5. Removing ‘Clear negative’ samples

“Clear negative” samples, defined as those exhibiting less than 30% foci reduction at the starting dilution (allowing a 20% margin to account for potential measurement error due to intra- or inter-batch variation), were excluded from curve fitting. This is reasonable because foci reduction decreases monotonically with dilution, indicating that the true response curves for such samples are highly unlikely to reach the 50% foci reduction threshold.

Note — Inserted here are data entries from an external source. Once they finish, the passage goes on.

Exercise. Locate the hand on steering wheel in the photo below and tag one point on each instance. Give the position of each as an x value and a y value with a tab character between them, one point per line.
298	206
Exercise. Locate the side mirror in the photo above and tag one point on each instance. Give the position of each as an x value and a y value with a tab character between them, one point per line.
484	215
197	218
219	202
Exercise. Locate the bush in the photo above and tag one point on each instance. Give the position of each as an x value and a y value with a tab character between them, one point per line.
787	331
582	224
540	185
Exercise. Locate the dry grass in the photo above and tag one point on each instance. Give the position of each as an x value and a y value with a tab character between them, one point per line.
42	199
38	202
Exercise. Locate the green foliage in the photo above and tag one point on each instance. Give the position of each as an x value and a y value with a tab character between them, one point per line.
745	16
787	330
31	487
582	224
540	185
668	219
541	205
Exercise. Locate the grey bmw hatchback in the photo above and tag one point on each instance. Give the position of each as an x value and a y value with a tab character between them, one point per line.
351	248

sample_fitting <- df_sam %>% filter(dilution == 40) %>% 
  group_by(sam_id, bat_id) %>% 
  summarise(max_y = mean(FR)) %>% 
  filter(max_y > 0.3) %>% 
  arrange(sam_id) 
clear_neg <- df_sam %>% filter(!sam_id %in% sample_fitting$sam_id) 
clear_neg <- unique(clear_neg$sam_id)

# Assign new sample IDs after removing 'Clear negative' samples
# New IDs should be continuous and start from 1
sample_fitting$sam_id_new <- 1:nrow(sample_fitting)
# Keep only samples retained for curve fitting
df_sam <- df_sam %>% filter(sam_id %in% sample_fitting$sam_id)
# Join new sample IDs back to the main dataset
df_sam <- left_join(df_sam, sample_fitting[, c("sam_id", "sam_id_new")],
                    by = join_by(sam_id))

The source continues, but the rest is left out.